When the startup stage being the thermal starting stage, the basic input output system device is by detecting institute State whether server has reset enabling signal to be input into, if so, then server proceeds by thermal starting operation, holds Row step S102, otherwise, continues to detect;Here reset enabling signal can be input into by hardware trigger, Such as:It is input into by way of reset key;Can also be input into by way of software is realized, such as: Realize periodically being input into server by code, instrument;Can also be user actively by order or behaviour Make the input of " restarting " button.

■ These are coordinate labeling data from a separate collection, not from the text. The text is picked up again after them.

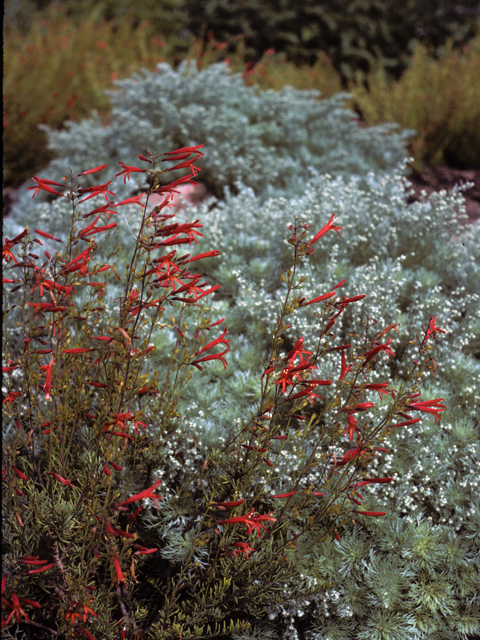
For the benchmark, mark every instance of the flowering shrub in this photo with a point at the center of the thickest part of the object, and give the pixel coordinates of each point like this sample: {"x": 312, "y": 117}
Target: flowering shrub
{"x": 89, "y": 426}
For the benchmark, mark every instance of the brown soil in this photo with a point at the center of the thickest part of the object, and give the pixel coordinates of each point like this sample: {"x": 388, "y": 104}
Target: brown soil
{"x": 443, "y": 177}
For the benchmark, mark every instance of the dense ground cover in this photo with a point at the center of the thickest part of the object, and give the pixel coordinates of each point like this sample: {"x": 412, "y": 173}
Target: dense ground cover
{"x": 79, "y": 56}
{"x": 270, "y": 156}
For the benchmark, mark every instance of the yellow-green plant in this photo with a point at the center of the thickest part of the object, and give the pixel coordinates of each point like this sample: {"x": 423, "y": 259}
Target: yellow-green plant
{"x": 440, "y": 99}
{"x": 59, "y": 72}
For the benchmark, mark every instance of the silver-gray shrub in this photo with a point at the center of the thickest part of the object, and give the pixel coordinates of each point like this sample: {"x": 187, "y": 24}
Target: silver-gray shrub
{"x": 271, "y": 157}
{"x": 267, "y": 140}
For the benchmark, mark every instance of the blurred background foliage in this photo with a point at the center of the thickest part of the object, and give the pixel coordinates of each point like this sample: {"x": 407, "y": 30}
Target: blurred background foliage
{"x": 415, "y": 63}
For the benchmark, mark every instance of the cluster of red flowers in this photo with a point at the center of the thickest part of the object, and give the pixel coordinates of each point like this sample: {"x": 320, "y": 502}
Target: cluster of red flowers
{"x": 168, "y": 276}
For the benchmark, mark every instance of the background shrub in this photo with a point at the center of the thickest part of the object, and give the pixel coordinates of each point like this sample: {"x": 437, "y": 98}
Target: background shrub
{"x": 412, "y": 261}
{"x": 355, "y": 35}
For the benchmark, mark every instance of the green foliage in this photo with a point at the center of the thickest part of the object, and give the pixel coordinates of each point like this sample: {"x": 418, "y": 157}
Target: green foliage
{"x": 80, "y": 48}
{"x": 76, "y": 63}
{"x": 355, "y": 35}
{"x": 438, "y": 98}
{"x": 266, "y": 140}
{"x": 416, "y": 573}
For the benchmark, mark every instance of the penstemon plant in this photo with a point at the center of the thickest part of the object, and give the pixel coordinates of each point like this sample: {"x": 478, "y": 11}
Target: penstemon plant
{"x": 88, "y": 424}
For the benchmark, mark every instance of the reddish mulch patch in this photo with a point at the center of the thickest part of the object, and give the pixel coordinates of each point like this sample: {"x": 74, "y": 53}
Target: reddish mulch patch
{"x": 430, "y": 179}
{"x": 443, "y": 177}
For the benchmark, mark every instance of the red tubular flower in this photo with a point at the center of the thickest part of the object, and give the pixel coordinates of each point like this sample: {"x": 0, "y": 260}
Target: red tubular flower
{"x": 251, "y": 521}
{"x": 102, "y": 166}
{"x": 379, "y": 387}
{"x": 325, "y": 296}
{"x": 344, "y": 368}
{"x": 148, "y": 493}
{"x": 352, "y": 427}
{"x": 95, "y": 191}
{"x": 343, "y": 303}
{"x": 127, "y": 171}
{"x": 428, "y": 406}
{"x": 48, "y": 379}
{"x": 43, "y": 185}
{"x": 118, "y": 569}
{"x": 67, "y": 481}
{"x": 228, "y": 505}
{"x": 135, "y": 199}
{"x": 324, "y": 230}
{"x": 45, "y": 568}
{"x": 219, "y": 340}
{"x": 104, "y": 209}
{"x": 285, "y": 495}
{"x": 19, "y": 473}
{"x": 305, "y": 392}
{"x": 432, "y": 330}
{"x": 87, "y": 634}
{"x": 144, "y": 550}
{"x": 363, "y": 406}
{"x": 17, "y": 610}
{"x": 48, "y": 235}
{"x": 200, "y": 256}
{"x": 215, "y": 356}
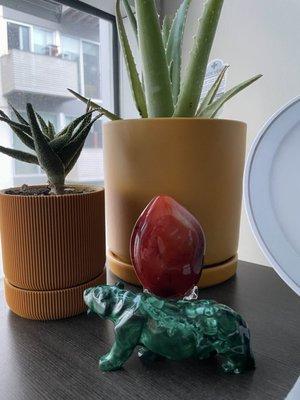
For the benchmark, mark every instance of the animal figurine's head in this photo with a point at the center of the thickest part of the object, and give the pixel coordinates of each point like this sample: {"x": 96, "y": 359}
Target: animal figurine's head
{"x": 102, "y": 299}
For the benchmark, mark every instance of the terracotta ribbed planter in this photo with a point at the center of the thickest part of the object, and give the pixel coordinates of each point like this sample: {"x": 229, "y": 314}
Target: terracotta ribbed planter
{"x": 53, "y": 247}
{"x": 198, "y": 162}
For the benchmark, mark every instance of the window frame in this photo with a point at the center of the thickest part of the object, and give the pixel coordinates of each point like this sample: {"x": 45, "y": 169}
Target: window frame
{"x": 81, "y": 6}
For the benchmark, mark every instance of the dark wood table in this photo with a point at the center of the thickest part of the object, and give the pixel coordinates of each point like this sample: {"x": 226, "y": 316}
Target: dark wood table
{"x": 59, "y": 359}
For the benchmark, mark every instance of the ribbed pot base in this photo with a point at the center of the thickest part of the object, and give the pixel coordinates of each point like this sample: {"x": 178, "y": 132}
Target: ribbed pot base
{"x": 211, "y": 275}
{"x": 48, "y": 305}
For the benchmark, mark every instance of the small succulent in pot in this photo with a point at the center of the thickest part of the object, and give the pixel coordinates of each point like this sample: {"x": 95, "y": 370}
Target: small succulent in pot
{"x": 55, "y": 152}
{"x": 163, "y": 91}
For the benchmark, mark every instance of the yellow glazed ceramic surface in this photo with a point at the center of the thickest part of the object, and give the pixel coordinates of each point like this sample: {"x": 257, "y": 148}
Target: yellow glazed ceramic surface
{"x": 197, "y": 162}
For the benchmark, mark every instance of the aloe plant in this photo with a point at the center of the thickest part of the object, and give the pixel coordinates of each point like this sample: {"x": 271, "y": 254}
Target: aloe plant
{"x": 55, "y": 152}
{"x": 161, "y": 90}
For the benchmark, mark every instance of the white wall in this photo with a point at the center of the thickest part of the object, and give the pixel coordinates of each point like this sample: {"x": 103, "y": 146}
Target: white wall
{"x": 256, "y": 36}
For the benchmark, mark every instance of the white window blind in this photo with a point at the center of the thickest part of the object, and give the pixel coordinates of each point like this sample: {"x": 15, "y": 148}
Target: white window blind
{"x": 45, "y": 48}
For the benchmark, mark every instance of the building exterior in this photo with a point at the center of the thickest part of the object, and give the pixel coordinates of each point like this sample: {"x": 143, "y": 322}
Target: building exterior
{"x": 45, "y": 48}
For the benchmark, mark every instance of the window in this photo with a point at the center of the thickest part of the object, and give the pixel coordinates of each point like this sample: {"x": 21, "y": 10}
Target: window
{"x": 82, "y": 45}
{"x": 91, "y": 69}
{"x": 43, "y": 41}
{"x": 70, "y": 48}
{"x": 18, "y": 36}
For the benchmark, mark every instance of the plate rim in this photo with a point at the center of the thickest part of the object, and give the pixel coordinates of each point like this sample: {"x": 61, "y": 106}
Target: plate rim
{"x": 247, "y": 199}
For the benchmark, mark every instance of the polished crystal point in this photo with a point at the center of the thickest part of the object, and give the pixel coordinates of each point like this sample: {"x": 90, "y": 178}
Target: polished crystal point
{"x": 167, "y": 248}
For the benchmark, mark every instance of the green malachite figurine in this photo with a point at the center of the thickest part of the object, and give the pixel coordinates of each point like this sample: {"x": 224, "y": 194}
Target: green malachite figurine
{"x": 167, "y": 249}
{"x": 174, "y": 329}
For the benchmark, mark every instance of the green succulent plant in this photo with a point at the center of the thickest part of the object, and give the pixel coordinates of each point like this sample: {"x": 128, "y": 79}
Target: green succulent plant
{"x": 55, "y": 152}
{"x": 162, "y": 91}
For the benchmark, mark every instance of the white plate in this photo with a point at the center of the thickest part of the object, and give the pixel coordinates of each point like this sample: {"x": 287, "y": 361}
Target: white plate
{"x": 272, "y": 192}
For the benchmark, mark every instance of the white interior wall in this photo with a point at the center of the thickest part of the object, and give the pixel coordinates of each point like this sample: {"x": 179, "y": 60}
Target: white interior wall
{"x": 255, "y": 37}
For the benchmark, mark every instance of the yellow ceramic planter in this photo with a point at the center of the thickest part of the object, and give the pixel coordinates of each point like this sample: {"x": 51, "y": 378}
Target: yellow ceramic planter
{"x": 198, "y": 162}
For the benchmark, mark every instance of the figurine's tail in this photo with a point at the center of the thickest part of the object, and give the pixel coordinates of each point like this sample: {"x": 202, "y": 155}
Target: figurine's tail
{"x": 245, "y": 332}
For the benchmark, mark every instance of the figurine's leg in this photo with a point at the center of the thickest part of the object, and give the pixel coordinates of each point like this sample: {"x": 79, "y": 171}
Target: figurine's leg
{"x": 147, "y": 356}
{"x": 238, "y": 356}
{"x": 127, "y": 338}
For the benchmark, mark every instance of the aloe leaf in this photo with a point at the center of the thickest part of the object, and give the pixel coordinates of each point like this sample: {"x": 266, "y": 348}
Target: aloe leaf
{"x": 47, "y": 158}
{"x": 193, "y": 83}
{"x": 167, "y": 22}
{"x": 65, "y": 136}
{"x": 19, "y": 116}
{"x": 14, "y": 124}
{"x": 156, "y": 73}
{"x": 43, "y": 125}
{"x": 211, "y": 110}
{"x": 74, "y": 159}
{"x": 211, "y": 94}
{"x": 67, "y": 153}
{"x": 96, "y": 106}
{"x": 19, "y": 155}
{"x": 135, "y": 83}
{"x": 131, "y": 17}
{"x": 26, "y": 139}
{"x": 174, "y": 47}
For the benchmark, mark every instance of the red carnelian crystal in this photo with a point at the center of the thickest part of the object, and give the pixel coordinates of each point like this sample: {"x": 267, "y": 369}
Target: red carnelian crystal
{"x": 167, "y": 248}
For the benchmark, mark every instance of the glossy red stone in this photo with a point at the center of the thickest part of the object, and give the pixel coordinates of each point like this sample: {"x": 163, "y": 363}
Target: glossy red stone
{"x": 167, "y": 248}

S102, the basic input output system device start to the server each working stage hardware Fault detect is carried out, the working stage includes the startup stage;
S103, the basic input output system device will detect that the hardware fault information for obtaining is stored.
In the present embodiment, before step S103, it is additionally included on the server serial flash memorizer Distribution one is used to store the failed storage area of the hardware fault information;Further, the basic input The fault message content of output system device record storage includes:Time, the event of generation, the order of severity, Particular location or fault details, it is proposed that processing mode.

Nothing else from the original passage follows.